LA prova del danno da superlavoro

Il potere direttivo, organizzativo e disciplinare del datore di lavoro, determinando l’assoggettamento del lavoratore all’imprenditore, fa sì che su quest’ultimo ricadano precisi obblighi in materia di sicurezza. Tali obblighi non si limitano alla fornitura dei dispositivi di protezione individuale o a particolari adempimenti in materia antinfortunistica, ma hanno un campo di applicazione notevolmente ampio, in quanto riguardano, in generale, la costituzione e la conservazione di un ambiente di lavoro equilibrato.

Per questo il datore di lavoro è tenuto ad evitare anche di sottoporre i propri dipendenti a superlavoro, termine con il quale si indicano ritmi e tempi di lavoro che vanno oltre il limite di tollerabilità: si tratta, infatti, di un fenomeno potenzialmente produttivo di importanti danni psico-fisici, sia nel breve che nel lungo termine, e per i quali il lavoratore può chiedere il risarcimento al datore di lavoro ai sensi dell’art. 2087 del Codice civile.

La disposizione da ultimo citata obbliga il datore di lavoro a predisporre le misure necessarie a tutelare l’integrità psico-fisica del lavoratore. Secondo una consolidata giurisprudenza, tale obbligo ha natura contrattuale: questa caratteristica produce conseguenze con riferimento alla prova che il lavoratore deve produrre per poter ottenere il risarcimento del danno.

La Corte di Cassazione ha ribadito tale orientamento con ordinanza n. 6008 del 28/02/2023. A rivolgersi alla Corte era stato un dirigente medico dipendente della ASL che era stato colpito da un infarto del miocardio, da lui ritenuto conseguenza di ritmi eccessivi di lavoro. La sua richiesta era stata respinta sia in primo che in secondo grado di giudizio, poiché egli non aveva provato la violazione, da parte della ASL, di specifiche misure di sicurezza.

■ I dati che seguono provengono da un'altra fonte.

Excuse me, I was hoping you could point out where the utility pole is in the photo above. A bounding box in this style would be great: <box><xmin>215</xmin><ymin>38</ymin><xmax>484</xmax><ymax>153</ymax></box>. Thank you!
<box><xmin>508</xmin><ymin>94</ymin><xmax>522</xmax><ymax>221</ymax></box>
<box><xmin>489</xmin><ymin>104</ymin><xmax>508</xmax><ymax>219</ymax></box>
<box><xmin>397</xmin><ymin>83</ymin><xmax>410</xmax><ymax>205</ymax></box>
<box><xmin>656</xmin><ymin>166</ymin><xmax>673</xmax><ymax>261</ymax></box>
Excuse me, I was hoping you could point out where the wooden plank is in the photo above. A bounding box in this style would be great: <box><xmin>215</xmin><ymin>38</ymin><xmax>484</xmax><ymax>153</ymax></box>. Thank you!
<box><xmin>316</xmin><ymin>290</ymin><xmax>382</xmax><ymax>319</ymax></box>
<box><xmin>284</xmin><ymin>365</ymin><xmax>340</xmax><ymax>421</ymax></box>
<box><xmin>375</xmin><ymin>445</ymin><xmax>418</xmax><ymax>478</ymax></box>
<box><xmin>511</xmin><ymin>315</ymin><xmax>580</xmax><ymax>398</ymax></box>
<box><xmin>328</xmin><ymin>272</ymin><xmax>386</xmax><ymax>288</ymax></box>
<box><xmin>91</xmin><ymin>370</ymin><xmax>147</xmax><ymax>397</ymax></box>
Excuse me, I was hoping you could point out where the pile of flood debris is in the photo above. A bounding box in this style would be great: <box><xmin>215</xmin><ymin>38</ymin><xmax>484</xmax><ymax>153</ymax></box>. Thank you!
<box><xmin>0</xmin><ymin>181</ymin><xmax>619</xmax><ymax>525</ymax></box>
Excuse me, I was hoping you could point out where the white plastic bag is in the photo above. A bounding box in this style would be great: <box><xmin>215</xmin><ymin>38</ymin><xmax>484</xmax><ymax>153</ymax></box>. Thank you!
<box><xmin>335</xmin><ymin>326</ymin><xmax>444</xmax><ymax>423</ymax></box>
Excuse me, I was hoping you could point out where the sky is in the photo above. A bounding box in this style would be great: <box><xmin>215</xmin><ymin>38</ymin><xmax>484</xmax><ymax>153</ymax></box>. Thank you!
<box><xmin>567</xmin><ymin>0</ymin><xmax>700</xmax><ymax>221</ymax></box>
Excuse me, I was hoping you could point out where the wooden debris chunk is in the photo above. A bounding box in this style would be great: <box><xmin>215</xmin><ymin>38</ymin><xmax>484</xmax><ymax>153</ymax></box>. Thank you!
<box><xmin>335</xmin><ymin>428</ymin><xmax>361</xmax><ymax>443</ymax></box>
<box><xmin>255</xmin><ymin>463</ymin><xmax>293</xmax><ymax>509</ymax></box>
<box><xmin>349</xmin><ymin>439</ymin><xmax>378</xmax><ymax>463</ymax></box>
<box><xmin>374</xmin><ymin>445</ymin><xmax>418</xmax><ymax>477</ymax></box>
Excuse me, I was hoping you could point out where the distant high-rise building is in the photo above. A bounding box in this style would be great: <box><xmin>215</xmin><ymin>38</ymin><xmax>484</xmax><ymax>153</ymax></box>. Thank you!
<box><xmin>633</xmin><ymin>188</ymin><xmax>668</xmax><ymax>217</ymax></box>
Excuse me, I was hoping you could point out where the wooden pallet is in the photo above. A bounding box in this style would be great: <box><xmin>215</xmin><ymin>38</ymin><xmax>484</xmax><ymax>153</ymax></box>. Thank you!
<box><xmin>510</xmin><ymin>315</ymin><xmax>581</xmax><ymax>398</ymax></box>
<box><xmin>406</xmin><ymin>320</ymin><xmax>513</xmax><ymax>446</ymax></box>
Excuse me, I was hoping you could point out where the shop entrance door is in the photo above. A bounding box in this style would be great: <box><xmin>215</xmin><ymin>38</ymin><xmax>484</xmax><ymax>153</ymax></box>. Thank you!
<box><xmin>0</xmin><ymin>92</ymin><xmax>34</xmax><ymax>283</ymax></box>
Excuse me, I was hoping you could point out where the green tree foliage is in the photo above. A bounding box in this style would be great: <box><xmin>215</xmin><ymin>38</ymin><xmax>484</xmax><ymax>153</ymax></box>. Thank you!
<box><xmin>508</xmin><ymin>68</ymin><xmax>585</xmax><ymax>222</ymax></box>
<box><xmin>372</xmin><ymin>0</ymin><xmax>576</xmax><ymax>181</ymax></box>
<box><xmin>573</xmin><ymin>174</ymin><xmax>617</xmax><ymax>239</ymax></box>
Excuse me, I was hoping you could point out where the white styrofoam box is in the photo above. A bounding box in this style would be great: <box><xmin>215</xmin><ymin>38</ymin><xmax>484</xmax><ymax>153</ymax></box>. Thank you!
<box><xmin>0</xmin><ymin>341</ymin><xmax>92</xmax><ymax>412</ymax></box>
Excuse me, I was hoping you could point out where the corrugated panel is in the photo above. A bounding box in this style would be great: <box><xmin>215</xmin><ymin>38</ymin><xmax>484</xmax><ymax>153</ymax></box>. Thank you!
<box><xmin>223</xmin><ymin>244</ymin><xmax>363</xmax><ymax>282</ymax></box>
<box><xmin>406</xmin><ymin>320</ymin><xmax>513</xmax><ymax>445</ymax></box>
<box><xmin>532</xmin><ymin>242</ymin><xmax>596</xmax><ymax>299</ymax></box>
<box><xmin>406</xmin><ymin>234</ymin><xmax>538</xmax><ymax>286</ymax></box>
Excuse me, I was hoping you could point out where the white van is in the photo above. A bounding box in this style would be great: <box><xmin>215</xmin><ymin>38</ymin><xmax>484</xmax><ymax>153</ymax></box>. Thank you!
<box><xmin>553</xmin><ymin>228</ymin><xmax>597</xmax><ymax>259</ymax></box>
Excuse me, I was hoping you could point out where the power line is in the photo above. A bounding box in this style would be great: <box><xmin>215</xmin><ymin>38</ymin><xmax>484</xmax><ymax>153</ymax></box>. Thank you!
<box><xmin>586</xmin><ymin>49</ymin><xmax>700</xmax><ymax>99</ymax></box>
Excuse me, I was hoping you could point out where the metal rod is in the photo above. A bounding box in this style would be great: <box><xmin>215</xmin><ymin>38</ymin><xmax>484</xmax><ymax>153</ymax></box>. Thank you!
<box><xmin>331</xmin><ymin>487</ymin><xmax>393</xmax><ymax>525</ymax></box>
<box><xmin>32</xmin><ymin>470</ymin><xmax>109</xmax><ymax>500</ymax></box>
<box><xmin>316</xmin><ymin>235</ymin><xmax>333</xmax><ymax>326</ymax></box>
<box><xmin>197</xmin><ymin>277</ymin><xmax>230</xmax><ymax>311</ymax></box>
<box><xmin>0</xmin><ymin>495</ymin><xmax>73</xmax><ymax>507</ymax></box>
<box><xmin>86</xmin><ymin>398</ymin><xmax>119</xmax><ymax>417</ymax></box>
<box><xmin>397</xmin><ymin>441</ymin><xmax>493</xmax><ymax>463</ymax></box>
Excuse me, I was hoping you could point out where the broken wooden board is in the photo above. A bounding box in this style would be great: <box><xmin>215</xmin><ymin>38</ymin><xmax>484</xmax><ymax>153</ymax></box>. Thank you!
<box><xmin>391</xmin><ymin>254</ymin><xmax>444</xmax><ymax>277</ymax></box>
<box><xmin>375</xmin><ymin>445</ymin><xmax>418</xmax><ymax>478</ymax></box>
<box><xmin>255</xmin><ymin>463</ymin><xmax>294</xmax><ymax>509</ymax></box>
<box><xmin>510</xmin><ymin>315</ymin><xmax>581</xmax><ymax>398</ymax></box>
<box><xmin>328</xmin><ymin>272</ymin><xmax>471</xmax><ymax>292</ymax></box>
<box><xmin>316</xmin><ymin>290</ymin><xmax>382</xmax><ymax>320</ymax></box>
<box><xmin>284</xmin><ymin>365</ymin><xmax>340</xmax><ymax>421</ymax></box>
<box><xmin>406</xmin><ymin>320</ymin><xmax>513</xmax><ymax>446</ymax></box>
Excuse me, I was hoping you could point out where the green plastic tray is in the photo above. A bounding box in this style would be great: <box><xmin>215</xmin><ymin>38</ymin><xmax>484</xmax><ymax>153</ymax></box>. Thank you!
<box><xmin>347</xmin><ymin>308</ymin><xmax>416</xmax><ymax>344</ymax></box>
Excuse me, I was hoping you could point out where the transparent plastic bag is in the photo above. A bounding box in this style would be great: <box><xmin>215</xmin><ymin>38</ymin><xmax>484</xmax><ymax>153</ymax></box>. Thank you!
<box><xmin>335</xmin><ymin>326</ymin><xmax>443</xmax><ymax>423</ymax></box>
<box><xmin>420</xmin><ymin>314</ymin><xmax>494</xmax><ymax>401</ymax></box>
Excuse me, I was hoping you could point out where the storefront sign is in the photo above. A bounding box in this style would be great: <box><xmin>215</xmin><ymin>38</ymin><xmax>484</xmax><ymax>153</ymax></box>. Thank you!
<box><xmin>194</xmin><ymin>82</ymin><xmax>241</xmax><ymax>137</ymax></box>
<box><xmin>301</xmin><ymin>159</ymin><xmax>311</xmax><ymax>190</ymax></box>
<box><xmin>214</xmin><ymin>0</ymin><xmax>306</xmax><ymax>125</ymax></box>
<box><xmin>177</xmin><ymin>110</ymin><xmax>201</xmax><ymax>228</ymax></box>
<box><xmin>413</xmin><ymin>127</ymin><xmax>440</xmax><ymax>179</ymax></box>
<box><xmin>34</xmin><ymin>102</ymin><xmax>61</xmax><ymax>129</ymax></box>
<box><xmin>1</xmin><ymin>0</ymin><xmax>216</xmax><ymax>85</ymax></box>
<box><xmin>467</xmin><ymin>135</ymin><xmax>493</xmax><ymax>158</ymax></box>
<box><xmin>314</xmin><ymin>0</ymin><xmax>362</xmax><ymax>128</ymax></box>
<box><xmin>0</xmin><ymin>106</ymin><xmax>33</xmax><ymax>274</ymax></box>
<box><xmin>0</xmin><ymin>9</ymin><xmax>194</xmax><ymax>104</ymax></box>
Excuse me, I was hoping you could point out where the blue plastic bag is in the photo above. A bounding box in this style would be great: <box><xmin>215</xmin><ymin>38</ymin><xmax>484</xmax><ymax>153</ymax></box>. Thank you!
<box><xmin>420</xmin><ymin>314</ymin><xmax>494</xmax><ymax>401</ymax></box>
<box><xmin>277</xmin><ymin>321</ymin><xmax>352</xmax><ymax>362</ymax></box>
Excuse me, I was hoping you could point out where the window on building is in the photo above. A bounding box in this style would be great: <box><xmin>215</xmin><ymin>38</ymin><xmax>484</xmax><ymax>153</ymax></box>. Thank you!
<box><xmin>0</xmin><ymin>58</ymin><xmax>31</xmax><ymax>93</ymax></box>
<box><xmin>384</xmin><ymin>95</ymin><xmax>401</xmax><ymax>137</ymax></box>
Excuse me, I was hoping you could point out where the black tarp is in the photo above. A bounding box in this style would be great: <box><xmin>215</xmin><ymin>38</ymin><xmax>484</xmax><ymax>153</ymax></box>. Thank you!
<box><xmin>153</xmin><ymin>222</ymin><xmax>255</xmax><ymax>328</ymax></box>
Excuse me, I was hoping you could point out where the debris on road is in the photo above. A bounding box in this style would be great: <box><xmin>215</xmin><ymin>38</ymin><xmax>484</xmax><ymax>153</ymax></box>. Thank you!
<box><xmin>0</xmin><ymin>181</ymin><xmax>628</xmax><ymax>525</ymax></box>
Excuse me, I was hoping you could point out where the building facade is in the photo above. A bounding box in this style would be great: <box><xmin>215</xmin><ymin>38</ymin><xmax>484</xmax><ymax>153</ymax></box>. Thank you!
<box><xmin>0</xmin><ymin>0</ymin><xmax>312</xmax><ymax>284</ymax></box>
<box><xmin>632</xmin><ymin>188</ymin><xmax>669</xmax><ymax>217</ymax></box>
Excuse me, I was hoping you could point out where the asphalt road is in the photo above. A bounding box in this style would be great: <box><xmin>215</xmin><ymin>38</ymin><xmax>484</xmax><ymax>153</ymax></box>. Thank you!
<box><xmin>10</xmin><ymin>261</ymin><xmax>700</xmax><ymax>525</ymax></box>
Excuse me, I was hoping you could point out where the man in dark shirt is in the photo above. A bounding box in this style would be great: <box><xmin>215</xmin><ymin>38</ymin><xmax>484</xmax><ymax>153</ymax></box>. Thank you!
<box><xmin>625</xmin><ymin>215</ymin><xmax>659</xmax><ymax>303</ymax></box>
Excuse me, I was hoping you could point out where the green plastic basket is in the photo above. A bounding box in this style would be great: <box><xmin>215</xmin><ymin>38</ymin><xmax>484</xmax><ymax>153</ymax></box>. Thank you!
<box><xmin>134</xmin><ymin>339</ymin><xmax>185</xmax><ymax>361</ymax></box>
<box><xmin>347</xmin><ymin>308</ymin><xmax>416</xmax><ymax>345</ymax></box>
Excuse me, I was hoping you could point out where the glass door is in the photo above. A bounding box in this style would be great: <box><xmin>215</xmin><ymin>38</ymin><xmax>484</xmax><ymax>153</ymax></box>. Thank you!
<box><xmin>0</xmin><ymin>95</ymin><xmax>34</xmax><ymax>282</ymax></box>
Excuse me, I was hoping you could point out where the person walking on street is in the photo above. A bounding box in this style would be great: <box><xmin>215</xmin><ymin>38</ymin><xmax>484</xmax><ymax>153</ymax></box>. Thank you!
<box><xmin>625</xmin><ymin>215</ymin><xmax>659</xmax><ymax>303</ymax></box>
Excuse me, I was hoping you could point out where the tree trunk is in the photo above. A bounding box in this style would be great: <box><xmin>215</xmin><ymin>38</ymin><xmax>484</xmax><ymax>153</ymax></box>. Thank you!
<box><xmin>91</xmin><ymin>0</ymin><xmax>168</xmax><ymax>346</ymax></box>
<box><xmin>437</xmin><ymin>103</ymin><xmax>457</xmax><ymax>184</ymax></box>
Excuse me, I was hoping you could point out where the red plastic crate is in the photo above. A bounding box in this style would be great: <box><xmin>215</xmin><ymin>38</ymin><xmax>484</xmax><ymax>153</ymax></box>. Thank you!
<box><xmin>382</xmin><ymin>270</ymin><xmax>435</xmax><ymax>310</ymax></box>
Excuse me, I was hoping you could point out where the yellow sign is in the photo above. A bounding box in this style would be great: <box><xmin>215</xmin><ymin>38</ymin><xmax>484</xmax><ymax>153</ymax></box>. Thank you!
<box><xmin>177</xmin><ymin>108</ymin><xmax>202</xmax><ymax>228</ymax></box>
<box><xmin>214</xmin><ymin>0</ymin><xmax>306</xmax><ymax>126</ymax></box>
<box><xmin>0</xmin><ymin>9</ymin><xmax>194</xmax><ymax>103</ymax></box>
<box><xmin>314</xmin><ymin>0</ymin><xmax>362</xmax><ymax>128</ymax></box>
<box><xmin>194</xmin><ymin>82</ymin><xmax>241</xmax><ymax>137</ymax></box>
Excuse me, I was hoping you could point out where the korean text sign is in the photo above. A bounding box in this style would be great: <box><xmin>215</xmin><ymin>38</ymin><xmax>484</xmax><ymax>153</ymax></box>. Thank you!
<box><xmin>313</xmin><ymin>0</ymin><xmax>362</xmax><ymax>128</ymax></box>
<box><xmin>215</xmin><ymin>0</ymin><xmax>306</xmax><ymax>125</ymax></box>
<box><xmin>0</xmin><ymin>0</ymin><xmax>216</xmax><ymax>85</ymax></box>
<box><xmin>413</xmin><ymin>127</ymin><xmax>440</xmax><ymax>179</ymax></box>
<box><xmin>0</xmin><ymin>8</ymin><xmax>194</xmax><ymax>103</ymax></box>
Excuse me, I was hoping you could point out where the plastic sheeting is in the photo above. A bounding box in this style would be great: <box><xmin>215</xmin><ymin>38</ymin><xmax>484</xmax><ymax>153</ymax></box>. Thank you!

La Cassazione, al contrario, sostiene che il lavoratore che abbia subito un danno da superlavoro, ha l’onere di provare l’esistenza del danno, la nocività dell’ambiente di lavoro – da intendersi, nel caso concreto, come pianificazione di turni estenuanti o di orari di lavoro eccessivi –, e il fatto che il danno sia conseguenza delle modalità di lavoro; tuttavia, il lavoratore non dovrà anche provare che vi sia stata, da parte del datore di lavoro, la violazione di specifiche norme di sicurezza, ma sarà l’imprenditore a dover dimostrare di aver fatto tutto il possibile per tutelare le condizioni dei lavoratori. L’onere di provare di aver predisposto le misure di sicurezza ricade, dunque, sul datore poiché si tratta di un preciso obbligo scaturente dal contratto di lavoro.

Inoltre, il lavoratore non sarà tenuto a provare di aver subito particolari svantaggi come conseguenza del danno alla salute; tale prova sarà necessaria solo qualora il lavoratore intenda ottenere un risarcimento maggiore.  

La Cassazione, dunque, conferma non solo l’incisività dell’obbligo di predisporre le misure di sicurezza, aumentata dalla previsione dell’onere della prova a carico dell’imprenditore, ma anche la sua ampia applicazione, necessaria al fine di tutelare adeguatamente il diritto alla salute garantito dalla Costituzione.